Only problem with MTS is that they have the potential to breed to epidemic proportions in a tank where there are plenty of nutrients or an overfed tank. Feed sparingly and keep up with your water changes and substrate cleaning.
That one is definitely a light-colored MTS


----------



## gil_ong (Apr 15, 2008)

Buggy said:


> I have thousands of them in my tank. Only problem I have with them is the tiny babies getting into the filter and ruining the impeler.
> Mine keep the sand stirred up very well, sometimes the sand looks like it's alive.

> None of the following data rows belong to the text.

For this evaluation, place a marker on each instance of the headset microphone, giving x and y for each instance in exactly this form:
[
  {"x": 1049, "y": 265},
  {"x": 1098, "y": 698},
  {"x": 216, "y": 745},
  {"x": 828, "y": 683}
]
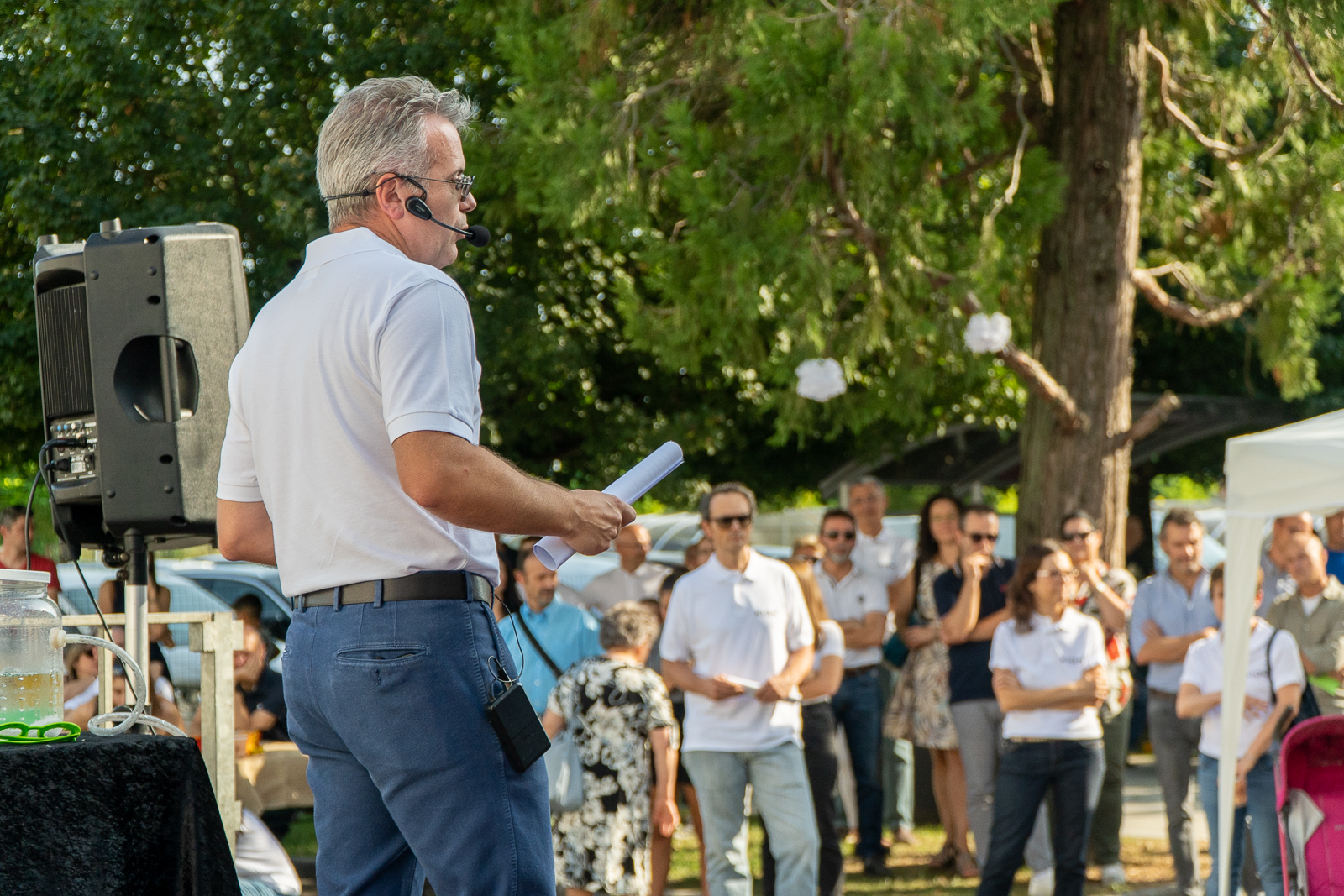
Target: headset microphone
[{"x": 476, "y": 235}]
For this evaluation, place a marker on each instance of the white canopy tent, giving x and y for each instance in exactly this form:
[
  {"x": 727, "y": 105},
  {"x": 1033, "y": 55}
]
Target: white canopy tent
[{"x": 1276, "y": 473}]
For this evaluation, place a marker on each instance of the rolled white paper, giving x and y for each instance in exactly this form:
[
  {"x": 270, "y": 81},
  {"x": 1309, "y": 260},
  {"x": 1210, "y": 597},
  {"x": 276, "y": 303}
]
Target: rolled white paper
[{"x": 632, "y": 486}]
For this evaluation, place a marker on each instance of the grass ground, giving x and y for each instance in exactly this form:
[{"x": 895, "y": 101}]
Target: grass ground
[{"x": 1147, "y": 862}]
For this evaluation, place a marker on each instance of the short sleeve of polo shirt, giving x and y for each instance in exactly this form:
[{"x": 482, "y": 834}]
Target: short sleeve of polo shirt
[
  {"x": 799, "y": 631},
  {"x": 427, "y": 363},
  {"x": 237, "y": 464}
]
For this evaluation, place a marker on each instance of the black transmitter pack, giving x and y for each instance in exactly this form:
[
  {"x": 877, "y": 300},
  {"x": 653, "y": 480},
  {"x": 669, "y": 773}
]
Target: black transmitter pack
[{"x": 519, "y": 730}]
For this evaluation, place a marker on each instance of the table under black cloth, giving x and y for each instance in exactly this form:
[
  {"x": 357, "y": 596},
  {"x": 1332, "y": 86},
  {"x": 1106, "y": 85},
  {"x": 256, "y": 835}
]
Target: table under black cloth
[{"x": 129, "y": 815}]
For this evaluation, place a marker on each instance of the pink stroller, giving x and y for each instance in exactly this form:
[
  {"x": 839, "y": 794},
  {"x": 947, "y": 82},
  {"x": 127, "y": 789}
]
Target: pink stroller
[{"x": 1310, "y": 782}]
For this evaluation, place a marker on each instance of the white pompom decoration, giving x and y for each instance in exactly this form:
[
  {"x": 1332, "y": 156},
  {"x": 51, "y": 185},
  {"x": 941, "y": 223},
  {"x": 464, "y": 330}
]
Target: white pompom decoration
[
  {"x": 820, "y": 379},
  {"x": 988, "y": 332}
]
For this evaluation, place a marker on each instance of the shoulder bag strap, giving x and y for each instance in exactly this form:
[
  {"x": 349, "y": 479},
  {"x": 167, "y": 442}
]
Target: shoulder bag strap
[{"x": 537, "y": 645}]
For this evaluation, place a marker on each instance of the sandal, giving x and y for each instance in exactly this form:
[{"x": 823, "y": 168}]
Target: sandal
[{"x": 944, "y": 856}]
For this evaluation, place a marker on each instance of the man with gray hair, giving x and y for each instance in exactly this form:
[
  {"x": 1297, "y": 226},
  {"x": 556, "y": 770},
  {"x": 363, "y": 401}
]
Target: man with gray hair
[{"x": 353, "y": 461}]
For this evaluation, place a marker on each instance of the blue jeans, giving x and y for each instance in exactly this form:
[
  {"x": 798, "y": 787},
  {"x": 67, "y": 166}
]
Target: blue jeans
[
  {"x": 780, "y": 793},
  {"x": 1261, "y": 806},
  {"x": 1072, "y": 772},
  {"x": 858, "y": 708},
  {"x": 409, "y": 778}
]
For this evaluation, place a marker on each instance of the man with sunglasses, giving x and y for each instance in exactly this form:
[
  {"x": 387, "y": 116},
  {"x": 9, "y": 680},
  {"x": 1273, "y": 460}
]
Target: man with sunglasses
[
  {"x": 738, "y": 640},
  {"x": 972, "y": 600},
  {"x": 353, "y": 461},
  {"x": 859, "y": 604}
]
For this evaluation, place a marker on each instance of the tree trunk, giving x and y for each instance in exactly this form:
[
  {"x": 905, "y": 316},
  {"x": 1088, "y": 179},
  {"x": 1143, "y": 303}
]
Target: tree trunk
[{"x": 1084, "y": 315}]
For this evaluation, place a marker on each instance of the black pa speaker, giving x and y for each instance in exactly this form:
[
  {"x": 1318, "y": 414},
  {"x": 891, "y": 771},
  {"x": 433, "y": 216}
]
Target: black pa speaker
[{"x": 136, "y": 331}]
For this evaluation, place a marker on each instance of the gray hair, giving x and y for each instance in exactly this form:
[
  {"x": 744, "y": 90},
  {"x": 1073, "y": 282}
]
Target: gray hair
[
  {"x": 726, "y": 488},
  {"x": 376, "y": 128},
  {"x": 627, "y": 626}
]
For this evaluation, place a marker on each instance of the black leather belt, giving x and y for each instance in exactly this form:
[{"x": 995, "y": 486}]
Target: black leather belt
[{"x": 418, "y": 586}]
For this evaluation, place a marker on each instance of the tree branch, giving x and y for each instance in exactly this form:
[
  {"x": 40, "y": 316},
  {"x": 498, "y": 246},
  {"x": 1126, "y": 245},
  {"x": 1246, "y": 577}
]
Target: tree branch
[
  {"x": 844, "y": 207},
  {"x": 1037, "y": 378},
  {"x": 1151, "y": 419},
  {"x": 1301, "y": 60},
  {"x": 1146, "y": 280},
  {"x": 1220, "y": 148}
]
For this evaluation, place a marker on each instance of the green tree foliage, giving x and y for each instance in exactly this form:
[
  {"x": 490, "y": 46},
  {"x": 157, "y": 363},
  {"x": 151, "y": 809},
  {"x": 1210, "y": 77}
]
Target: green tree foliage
[{"x": 689, "y": 199}]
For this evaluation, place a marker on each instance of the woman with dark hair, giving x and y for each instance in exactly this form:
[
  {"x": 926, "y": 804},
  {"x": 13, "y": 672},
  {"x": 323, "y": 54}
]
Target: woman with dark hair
[
  {"x": 1048, "y": 664},
  {"x": 918, "y": 710}
]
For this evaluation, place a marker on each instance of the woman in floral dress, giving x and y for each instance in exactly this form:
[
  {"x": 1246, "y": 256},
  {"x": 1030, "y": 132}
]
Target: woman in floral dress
[
  {"x": 622, "y": 720},
  {"x": 918, "y": 710}
]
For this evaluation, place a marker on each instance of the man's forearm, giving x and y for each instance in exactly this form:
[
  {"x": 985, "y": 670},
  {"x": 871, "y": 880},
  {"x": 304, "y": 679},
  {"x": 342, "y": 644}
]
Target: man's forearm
[{"x": 477, "y": 490}]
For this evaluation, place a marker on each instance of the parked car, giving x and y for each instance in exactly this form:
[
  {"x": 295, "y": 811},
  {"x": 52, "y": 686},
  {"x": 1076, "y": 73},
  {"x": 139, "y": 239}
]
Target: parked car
[{"x": 187, "y": 597}]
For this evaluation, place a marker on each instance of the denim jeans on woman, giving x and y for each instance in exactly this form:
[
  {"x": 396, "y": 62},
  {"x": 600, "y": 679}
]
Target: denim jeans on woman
[
  {"x": 780, "y": 793},
  {"x": 1261, "y": 808},
  {"x": 1072, "y": 773}
]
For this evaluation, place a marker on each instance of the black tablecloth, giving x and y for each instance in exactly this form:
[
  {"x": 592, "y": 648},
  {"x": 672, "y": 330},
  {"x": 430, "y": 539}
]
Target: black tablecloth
[{"x": 131, "y": 815}]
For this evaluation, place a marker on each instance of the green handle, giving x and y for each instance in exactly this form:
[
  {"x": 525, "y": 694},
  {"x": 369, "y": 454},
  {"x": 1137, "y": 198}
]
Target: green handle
[{"x": 50, "y": 734}]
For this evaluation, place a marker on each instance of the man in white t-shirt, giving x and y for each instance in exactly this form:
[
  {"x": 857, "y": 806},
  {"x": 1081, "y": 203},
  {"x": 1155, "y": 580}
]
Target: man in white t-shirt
[
  {"x": 859, "y": 604},
  {"x": 889, "y": 558},
  {"x": 635, "y": 579},
  {"x": 738, "y": 641},
  {"x": 1274, "y": 683},
  {"x": 351, "y": 461}
]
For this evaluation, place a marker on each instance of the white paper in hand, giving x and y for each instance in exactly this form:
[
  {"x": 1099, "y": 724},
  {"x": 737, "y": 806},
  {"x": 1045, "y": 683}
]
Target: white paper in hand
[{"x": 632, "y": 486}]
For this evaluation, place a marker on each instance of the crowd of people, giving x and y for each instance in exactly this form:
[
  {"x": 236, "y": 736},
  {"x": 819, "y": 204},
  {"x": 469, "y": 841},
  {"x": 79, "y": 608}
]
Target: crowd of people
[{"x": 736, "y": 684}]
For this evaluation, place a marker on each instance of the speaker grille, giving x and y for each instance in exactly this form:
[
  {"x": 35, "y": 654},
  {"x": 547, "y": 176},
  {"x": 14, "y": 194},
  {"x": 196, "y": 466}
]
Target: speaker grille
[{"x": 64, "y": 352}]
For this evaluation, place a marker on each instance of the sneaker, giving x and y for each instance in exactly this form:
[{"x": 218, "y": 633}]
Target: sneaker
[{"x": 1112, "y": 875}]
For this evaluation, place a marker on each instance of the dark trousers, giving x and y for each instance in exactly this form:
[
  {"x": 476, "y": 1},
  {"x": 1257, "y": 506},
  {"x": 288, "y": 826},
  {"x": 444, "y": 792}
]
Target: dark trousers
[
  {"x": 819, "y": 752},
  {"x": 858, "y": 710},
  {"x": 1070, "y": 772}
]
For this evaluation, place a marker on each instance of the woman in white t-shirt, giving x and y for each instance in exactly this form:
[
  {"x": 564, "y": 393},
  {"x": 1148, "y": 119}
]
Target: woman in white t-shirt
[
  {"x": 1273, "y": 658},
  {"x": 1048, "y": 665},
  {"x": 819, "y": 734}
]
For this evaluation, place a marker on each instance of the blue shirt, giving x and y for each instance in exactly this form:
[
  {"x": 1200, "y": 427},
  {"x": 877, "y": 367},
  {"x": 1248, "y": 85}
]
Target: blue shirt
[
  {"x": 566, "y": 633},
  {"x": 1334, "y": 566},
  {"x": 968, "y": 673},
  {"x": 1178, "y": 613}
]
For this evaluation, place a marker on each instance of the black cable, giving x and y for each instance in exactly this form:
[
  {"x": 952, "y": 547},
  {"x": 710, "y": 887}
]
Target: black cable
[{"x": 65, "y": 535}]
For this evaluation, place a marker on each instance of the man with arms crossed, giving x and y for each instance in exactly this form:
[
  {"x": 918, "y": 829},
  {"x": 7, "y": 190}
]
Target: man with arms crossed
[
  {"x": 1173, "y": 610},
  {"x": 738, "y": 641},
  {"x": 353, "y": 463},
  {"x": 889, "y": 558},
  {"x": 859, "y": 604},
  {"x": 974, "y": 600}
]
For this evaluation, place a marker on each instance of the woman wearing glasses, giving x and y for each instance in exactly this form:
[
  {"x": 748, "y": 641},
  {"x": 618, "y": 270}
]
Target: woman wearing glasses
[
  {"x": 1048, "y": 676},
  {"x": 1106, "y": 594}
]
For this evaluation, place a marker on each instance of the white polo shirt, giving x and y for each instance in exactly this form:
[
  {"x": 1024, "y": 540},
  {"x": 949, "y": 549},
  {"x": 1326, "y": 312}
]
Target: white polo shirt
[
  {"x": 362, "y": 347},
  {"x": 1203, "y": 668},
  {"x": 851, "y": 600},
  {"x": 615, "y": 586},
  {"x": 885, "y": 557},
  {"x": 1053, "y": 654},
  {"x": 741, "y": 625}
]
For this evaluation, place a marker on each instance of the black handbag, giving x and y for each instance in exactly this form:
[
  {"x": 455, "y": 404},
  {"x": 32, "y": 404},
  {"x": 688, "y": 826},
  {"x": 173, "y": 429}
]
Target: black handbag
[{"x": 1308, "y": 708}]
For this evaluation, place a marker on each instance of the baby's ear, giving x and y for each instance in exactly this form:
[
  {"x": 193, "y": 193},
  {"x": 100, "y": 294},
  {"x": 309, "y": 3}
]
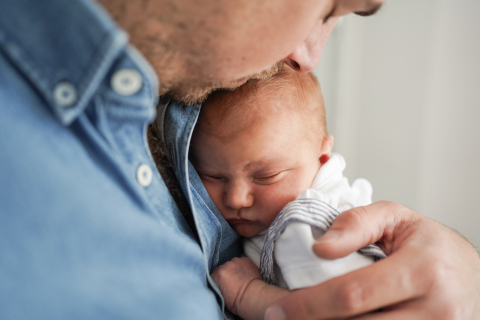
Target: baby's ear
[{"x": 326, "y": 150}]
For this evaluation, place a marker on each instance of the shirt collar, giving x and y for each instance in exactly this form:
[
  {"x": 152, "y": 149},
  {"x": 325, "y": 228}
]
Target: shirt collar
[{"x": 64, "y": 48}]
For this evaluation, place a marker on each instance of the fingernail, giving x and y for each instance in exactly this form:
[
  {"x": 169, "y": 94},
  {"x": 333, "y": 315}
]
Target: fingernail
[
  {"x": 329, "y": 237},
  {"x": 275, "y": 313}
]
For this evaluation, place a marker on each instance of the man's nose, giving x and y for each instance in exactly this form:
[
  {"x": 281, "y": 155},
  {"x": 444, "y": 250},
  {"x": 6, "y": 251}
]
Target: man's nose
[
  {"x": 238, "y": 195},
  {"x": 305, "y": 56}
]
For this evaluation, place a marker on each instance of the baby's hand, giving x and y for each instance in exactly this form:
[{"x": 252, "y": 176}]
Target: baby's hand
[{"x": 233, "y": 279}]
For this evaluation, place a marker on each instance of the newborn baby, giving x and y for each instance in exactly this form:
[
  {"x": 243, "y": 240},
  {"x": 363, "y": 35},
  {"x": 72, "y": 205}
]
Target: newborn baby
[{"x": 264, "y": 156}]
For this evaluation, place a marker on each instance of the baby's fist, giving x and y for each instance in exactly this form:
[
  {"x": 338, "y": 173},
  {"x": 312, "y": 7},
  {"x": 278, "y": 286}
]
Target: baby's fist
[{"x": 233, "y": 278}]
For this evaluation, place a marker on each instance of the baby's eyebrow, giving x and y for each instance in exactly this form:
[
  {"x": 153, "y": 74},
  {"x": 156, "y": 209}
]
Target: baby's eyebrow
[{"x": 255, "y": 164}]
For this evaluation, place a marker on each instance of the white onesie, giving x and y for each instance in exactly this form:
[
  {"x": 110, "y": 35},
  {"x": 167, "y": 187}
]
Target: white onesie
[{"x": 284, "y": 251}]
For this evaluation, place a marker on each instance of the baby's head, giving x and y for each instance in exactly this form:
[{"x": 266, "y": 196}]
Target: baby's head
[{"x": 258, "y": 147}]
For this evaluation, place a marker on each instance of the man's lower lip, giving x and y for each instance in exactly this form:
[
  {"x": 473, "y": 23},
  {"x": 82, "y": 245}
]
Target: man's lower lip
[
  {"x": 236, "y": 221},
  {"x": 236, "y": 84}
]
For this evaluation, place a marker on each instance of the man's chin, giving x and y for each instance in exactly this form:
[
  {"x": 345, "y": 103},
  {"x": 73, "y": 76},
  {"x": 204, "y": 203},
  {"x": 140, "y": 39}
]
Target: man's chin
[{"x": 190, "y": 95}]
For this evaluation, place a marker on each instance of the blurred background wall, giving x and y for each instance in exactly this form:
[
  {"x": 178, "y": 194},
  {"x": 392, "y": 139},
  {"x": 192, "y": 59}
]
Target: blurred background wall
[{"x": 402, "y": 91}]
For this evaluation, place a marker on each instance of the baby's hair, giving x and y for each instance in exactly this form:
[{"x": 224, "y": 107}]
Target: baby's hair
[{"x": 300, "y": 91}]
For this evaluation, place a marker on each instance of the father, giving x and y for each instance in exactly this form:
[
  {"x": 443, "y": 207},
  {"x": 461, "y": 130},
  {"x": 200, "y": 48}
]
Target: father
[{"x": 88, "y": 228}]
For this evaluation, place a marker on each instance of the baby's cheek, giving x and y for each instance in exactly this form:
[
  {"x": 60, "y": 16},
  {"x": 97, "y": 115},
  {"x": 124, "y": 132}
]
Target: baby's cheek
[{"x": 274, "y": 201}]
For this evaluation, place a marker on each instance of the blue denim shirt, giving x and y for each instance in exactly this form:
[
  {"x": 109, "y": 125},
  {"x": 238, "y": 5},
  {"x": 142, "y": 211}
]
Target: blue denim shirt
[{"x": 82, "y": 236}]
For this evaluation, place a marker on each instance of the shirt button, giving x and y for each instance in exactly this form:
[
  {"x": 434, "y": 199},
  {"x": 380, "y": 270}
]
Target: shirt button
[
  {"x": 144, "y": 175},
  {"x": 126, "y": 82},
  {"x": 64, "y": 94}
]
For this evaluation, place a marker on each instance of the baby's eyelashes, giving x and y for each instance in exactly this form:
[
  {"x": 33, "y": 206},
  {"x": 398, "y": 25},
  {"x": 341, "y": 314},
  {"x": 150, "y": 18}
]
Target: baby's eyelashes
[{"x": 269, "y": 179}]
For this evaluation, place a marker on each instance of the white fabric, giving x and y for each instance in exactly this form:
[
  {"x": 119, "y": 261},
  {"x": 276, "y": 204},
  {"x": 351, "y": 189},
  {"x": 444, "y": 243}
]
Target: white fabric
[{"x": 296, "y": 264}]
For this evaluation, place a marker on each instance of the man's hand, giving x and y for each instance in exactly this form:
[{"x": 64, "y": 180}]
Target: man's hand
[{"x": 431, "y": 272}]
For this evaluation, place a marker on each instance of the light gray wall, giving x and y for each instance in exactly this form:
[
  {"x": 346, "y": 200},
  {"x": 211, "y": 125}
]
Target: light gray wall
[{"x": 402, "y": 90}]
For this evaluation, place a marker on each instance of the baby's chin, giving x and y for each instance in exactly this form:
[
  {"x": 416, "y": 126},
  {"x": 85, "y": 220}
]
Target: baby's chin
[{"x": 248, "y": 230}]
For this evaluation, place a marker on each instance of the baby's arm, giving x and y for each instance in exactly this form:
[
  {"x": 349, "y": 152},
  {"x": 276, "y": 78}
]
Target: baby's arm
[{"x": 244, "y": 291}]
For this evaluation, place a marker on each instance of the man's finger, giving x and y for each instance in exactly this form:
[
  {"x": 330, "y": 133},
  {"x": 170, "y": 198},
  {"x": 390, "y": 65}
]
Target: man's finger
[
  {"x": 357, "y": 292},
  {"x": 358, "y": 227}
]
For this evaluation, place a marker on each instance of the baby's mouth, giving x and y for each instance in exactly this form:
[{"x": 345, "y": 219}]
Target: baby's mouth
[{"x": 238, "y": 221}]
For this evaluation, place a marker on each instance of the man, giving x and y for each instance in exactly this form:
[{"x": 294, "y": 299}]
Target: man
[{"x": 88, "y": 228}]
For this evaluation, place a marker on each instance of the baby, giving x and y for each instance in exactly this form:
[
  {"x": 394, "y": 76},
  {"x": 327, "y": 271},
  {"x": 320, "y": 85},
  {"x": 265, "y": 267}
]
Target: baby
[{"x": 264, "y": 156}]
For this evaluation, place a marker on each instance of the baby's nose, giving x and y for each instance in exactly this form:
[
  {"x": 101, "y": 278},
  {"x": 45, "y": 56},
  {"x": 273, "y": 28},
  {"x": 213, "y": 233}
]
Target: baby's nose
[{"x": 238, "y": 195}]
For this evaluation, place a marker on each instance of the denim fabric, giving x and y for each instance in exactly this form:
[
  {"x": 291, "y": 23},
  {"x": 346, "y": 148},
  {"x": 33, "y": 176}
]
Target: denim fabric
[
  {"x": 80, "y": 238},
  {"x": 219, "y": 241}
]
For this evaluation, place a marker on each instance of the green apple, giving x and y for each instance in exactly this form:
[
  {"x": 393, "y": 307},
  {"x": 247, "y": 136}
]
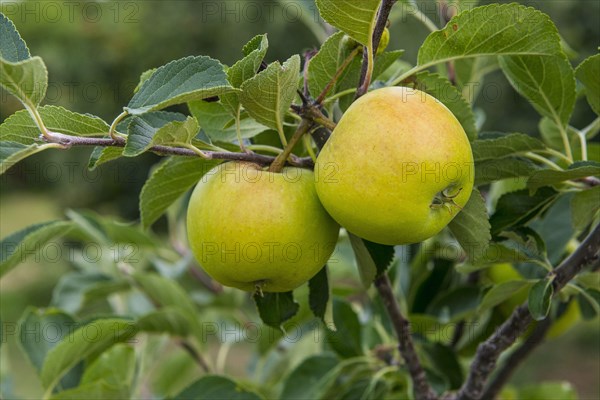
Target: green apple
[
  {"x": 397, "y": 168},
  {"x": 253, "y": 229}
]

i've been looking for some of these. can you send me some? i'll pay for shipping and handling and whatever supplies needed.


----------



## Buggy (Oct 17, 2006)

If you can pay shipping and tell me how to do it, you are welcome to all I can dig out.
PM me with info.


----------



## Manthalynn (Aug 23, 2008)

Buggy said:


> If you can pay shipping and tell me how to do it, you are welcome to all I can dig out.
> PM me with info.


That's why I love this forum! Who needs to buy some if a friend online already has way more than they need!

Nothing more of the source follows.